Stories of Hope: Neuromyelitis Optica
In June 2008, Victoria Jackson, the creator of Victoria Jackson Cosmetics, was all about lip-gloss. Then, her middle child, Ali Guthy, started to lose her vision.
The diagnosis doctors provided was puzzling. The prognosis was worse. Her daughter had neuromyelitis optica (NMO) and she could be blind and paralyzed within four years.
From that moment, Jackson's life would never be the same. And neither would the lives of several researchers.

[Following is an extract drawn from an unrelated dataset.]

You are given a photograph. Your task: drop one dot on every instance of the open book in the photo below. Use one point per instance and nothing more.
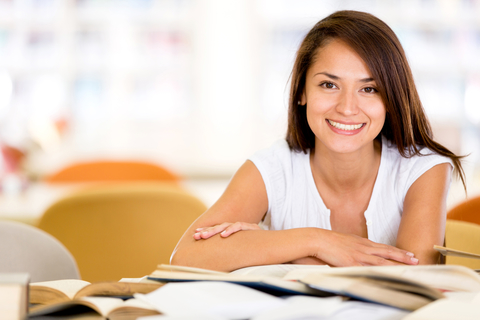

Jackson and her husband, Bill Guthy, quickly learned that almost no one studied this rare disease, which strikes fewer than one in 100,000 people. They traveled to Rochester, Minnesota, to see the nation's only expert, Dr. Brian Weinshenker, at the Mayo Clinic. But before they even left California, Jackson was beginning to plot.
"I was in action mode."
She told the surprised Mayo Clinic doctor, "I have a checkbook and I'm going to create a foundation and you and I are going to start our way in finding a cure."
Jackson quickly rallied experts in related areas and within weeks, researchers who did not know one another earlier were collaborating on the disease.
She has funded his work ever since through the Guthy-Jackson Charitable Foundation she and her husband created. "My focus went from mascara to medicine," she says. Ali has graduated from college, where she was the student body president, and while she still faces health challenges, she is neither paralyzed nor blind.
"Stem cells would be an important piece of the potential therapeutics for NMO," Jackson says. "The work that CIRM is doing is really important."